Field | Description |
---|---|
Source | The source of the current detection metric data, supporting selection of all (* ) or a specified single source. |
Filtering Conditions | Filter the trace span using tags, limiting the scope of detected data. Supports adding one or multiple tag filters. |
Aggregation Algorithm | Default is “*”, corresponding function is count . If other fields are selected, the function automatically changes to count distinct (counts unique occurrences). |
Detection Dimensions | Any string type (keyword ) fields in the configured data can be selected as detection dimensions. Currently, up to three fields can be chosen as detection dimensions. By combining multiple detection dimension fields, a specific detection object can be determined. Guance will evaluate whether the statistical metrics of a certain detection object meet the threshold conditions for triggering events.For example, selecting detection dimensions host and host_ip would result in a detection object {host: host1, host_ip: 127.0.0.1}. |
Trigger Conditions¶
Configure the trigger conditions for alert levels: you can set any one of critical, major, minor, or normal conditions.
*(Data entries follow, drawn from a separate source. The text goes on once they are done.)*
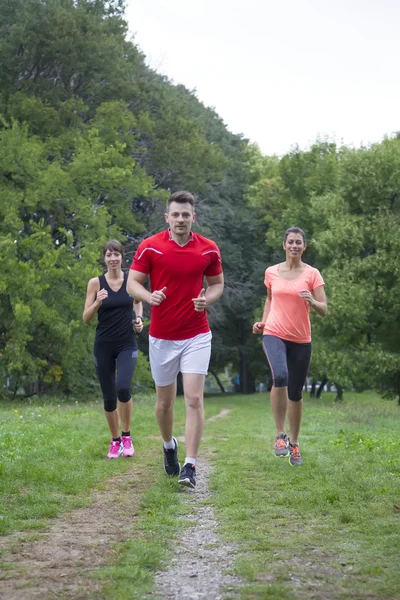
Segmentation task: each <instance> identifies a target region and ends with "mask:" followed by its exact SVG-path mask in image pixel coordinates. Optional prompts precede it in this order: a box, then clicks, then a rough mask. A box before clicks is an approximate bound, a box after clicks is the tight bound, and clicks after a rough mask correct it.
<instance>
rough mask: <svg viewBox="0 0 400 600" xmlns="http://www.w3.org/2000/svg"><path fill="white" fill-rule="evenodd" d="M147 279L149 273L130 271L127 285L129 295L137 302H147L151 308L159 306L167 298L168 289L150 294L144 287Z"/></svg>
mask: <svg viewBox="0 0 400 600" xmlns="http://www.w3.org/2000/svg"><path fill="white" fill-rule="evenodd" d="M146 277H147V273H142V272H141V271H135V270H133V269H130V271H129V275H128V282H127V284H126V289H127V290H128V294H129V295H130V296H132V297H133V298H134V299H135V300H137V301H142V302H147V303H148V304H150V306H159V305H160V304H161V302H162V301H163V300H165V298H166V295H165V291H166V289H167V288H166V287H163V289H162V290H156V291H154V292H149V290H146V288H145V287H144V285H143V284H144V282H145V281H146Z"/></svg>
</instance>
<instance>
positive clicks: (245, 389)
mask: <svg viewBox="0 0 400 600" xmlns="http://www.w3.org/2000/svg"><path fill="white" fill-rule="evenodd" d="M239 373H240V392H241V393H242V394H254V392H255V391H256V382H255V380H254V377H252V376H251V375H250V373H249V368H248V366H247V361H246V358H245V357H244V355H243V353H242V352H240V365H239Z"/></svg>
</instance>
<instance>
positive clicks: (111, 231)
mask: <svg viewBox="0 0 400 600" xmlns="http://www.w3.org/2000/svg"><path fill="white" fill-rule="evenodd" d="M0 15H1V19H0V197H1V202H0V258H1V262H2V273H1V277H0V336H1V337H0V378H1V380H2V382H3V384H4V385H5V384H6V383H8V385H9V387H11V388H12V389H13V388H14V389H15V388H17V387H18V386H20V385H24V386H25V387H26V388H28V387H29V385H32V384H35V385H36V386H37V385H39V386H40V387H41V388H42V389H44V388H46V389H49V390H51V391H54V389H56V390H59V391H61V392H67V393H84V392H87V391H89V390H90V387H91V385H92V383H93V375H94V372H93V366H92V342H93V334H94V326H93V325H92V327H88V326H85V325H83V323H82V321H81V313H82V308H83V302H84V296H85V289H86V284H87V281H88V279H89V278H90V277H93V276H94V275H96V274H98V273H99V272H101V268H102V265H101V260H100V258H101V248H102V245H103V244H104V242H105V241H106V240H107V239H110V238H114V237H116V238H120V239H121V240H123V241H124V243H125V247H126V251H127V264H126V266H128V265H129V262H130V260H131V258H132V254H133V252H134V251H135V249H136V247H137V244H138V243H139V242H140V241H141V240H142V239H143V238H144V237H146V236H147V235H150V234H153V233H155V232H157V231H159V230H161V229H162V228H163V216H162V215H163V212H164V203H165V200H166V198H167V197H168V195H169V193H171V192H173V191H176V190H178V189H189V190H190V191H191V192H193V193H194V194H196V196H197V197H198V208H197V213H198V226H197V227H198V228H199V230H200V231H201V232H202V233H203V234H205V235H209V236H211V237H212V238H213V239H215V240H216V241H217V243H218V244H219V246H220V248H221V251H222V255H223V261H224V271H225V276H226V291H225V294H224V296H223V299H222V301H220V302H219V303H218V304H217V305H215V306H214V307H212V310H211V313H210V317H211V320H212V326H213V336H214V341H213V355H212V362H211V370H212V372H214V373H215V374H217V373H218V372H220V371H221V370H222V369H223V368H224V367H225V366H227V365H228V364H230V365H232V370H233V372H235V373H239V374H240V389H241V390H242V391H252V390H253V389H254V384H255V381H256V379H260V378H262V377H267V376H268V368H267V364H266V361H265V359H264V357H263V355H262V351H261V347H260V340H259V339H256V338H255V336H252V334H251V323H252V322H253V320H254V318H255V317H257V318H259V316H260V314H261V304H262V303H263V300H264V294H265V291H264V285H263V277H264V270H265V268H266V267H267V266H268V265H270V264H272V263H273V262H277V261H278V260H280V259H281V257H282V252H281V239H282V233H283V231H284V230H285V229H286V228H287V227H289V226H293V225H299V226H300V227H303V228H304V229H305V231H306V232H307V234H308V237H309V249H308V258H307V260H308V261H309V262H310V263H311V264H314V265H315V266H317V267H318V268H319V269H320V270H321V271H322V273H323V276H324V278H325V279H326V283H327V293H328V299H329V306H330V312H329V316H328V318H327V319H325V320H321V319H314V323H313V327H314V355H313V362H312V373H311V374H312V376H313V378H314V379H315V380H317V379H318V380H322V379H323V378H324V377H325V378H326V379H329V380H330V381H332V382H334V383H336V385H337V386H338V387H339V388H340V387H356V388H357V389H363V388H365V387H373V388H379V389H381V390H384V391H386V392H388V393H392V394H393V393H396V394H399V395H400V358H399V357H400V354H399V345H398V342H397V339H398V336H397V330H398V326H399V318H400V303H399V301H398V298H399V294H398V291H399V290H398V287H399V285H400V284H399V283H398V278H397V271H398V246H399V244H400V242H399V237H398V235H397V230H398V225H399V214H400V207H399V202H400V200H399V191H400V140H399V139H390V140H389V139H388V140H385V141H384V142H382V143H381V144H376V145H374V146H371V147H368V148H361V149H357V150H354V149H349V148H341V147H337V146H336V145H335V144H334V143H330V142H327V141H324V140H322V141H317V142H316V143H315V144H314V145H313V146H312V147H311V148H310V149H309V150H308V151H300V150H299V149H294V150H293V151H292V152H291V153H289V154H288V155H286V156H284V157H283V158H282V159H278V158H277V157H265V156H262V155H261V153H260V152H259V150H258V149H257V148H256V147H254V146H252V145H250V144H249V143H248V142H247V141H246V140H245V139H243V137H242V136H239V135H233V134H232V133H230V132H229V131H228V130H227V128H226V126H225V124H224V122H223V121H222V119H221V118H220V117H219V116H218V115H217V114H216V113H215V111H214V110H212V109H210V108H206V107H205V106H203V105H202V104H201V103H200V102H199V100H198V99H197V98H196V95H195V94H194V93H192V92H190V91H189V90H187V89H186V88H184V87H183V86H175V85H173V84H172V83H171V82H170V81H169V80H168V79H167V78H165V77H162V76H160V75H159V74H157V73H155V72H154V71H152V70H151V69H149V68H148V67H147V66H146V63H145V57H144V56H143V54H142V53H141V52H140V50H139V49H138V48H137V46H136V45H135V43H134V41H129V40H128V39H127V24H126V22H125V21H124V6H123V2H122V0H114V1H112V0H111V1H108V2H106V1H104V0H46V1H43V0H13V2H9V1H8V0H0ZM141 349H142V351H143V353H142V354H141V359H140V361H139V368H138V371H137V381H138V382H141V383H143V384H144V385H147V384H149V382H150V377H149V372H148V366H147V361H146V358H145V355H146V351H147V348H146V340H145V337H144V338H143V339H142V340H141Z"/></svg>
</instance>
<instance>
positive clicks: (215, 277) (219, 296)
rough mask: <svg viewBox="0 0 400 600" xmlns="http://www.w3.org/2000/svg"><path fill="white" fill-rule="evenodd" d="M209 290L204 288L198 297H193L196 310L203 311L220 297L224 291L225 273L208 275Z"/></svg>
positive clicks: (197, 311)
mask: <svg viewBox="0 0 400 600" xmlns="http://www.w3.org/2000/svg"><path fill="white" fill-rule="evenodd" d="M206 281H207V286H208V287H207V290H205V289H204V288H202V290H201V291H200V294H199V295H198V296H197V298H192V300H193V305H194V310H195V311H196V312H202V311H203V310H204V309H205V308H206V306H208V305H209V304H214V302H216V301H217V300H218V298H220V297H221V296H222V294H223V291H224V275H223V273H221V274H220V275H213V276H212V277H206Z"/></svg>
Configure trigger conditions and severity levels. When multiple values are returned by the query, an event is generated if any value meets the trigger condition.
For more details, refer to Event Level Description.
If Continuous Trigger Evaluation is enabled, it means that after multiple consecutive evaluations meet the trigger conditions, an event will be triggered again. The maximum limit is 10 times.
Alert Levels
-
Critical (Red), Major (Orange), Minor (Yellow): Based on configured condition operators.
-
Normal (Green): Based on configured detection counts, as follows:
-
Each execution of a detection task counts as one detection, e.g., if Detection Frequency = 5 minutes, then 1 detection = 5 minutes;
- Custom detection counts can be defined, e.g., if Detection Frequency = 5 minutes, then 3 detections = 15 minutes.
Level | Description |
---|---|
Normal | After the detection rule takes effect, if critical, major, or minor incidents occur and data returns to normal within the custom detection count, a recovery alert event is generated. |
Data Gap Handling¶
Seven strategies can be configured for handling data gaps.
-
In conjunction with the detection interval, judge the query results of the most recent minutes for the detection metrics, do not trigger events;
-
In conjunction with the detection interval, judge the query results of the most recent minutes for the detection metrics, treat query results as 0; at this point, the query results will be compared with the thresholds configured in the Trigger Conditions to determine whether to trigger an incident.
-
Customize filling in the detection interval value, trigger data gap events, critical events, major events, minor events, and recovery events; it is recommended that the custom data gap time configuration be >= detection interval time. If the configured time <= detection interval time, both data gap and anomaly conditions may be met simultaneously, in which case only the data gap processing result will be applied.
Information Event Generation¶
Enabling this option writes unmatched detection results as "Information" events.
Note: When configuring trigger conditions, data gap handling, and information event generation simultaneously, the following priority applies: data gap handling > trigger conditions > information event generation.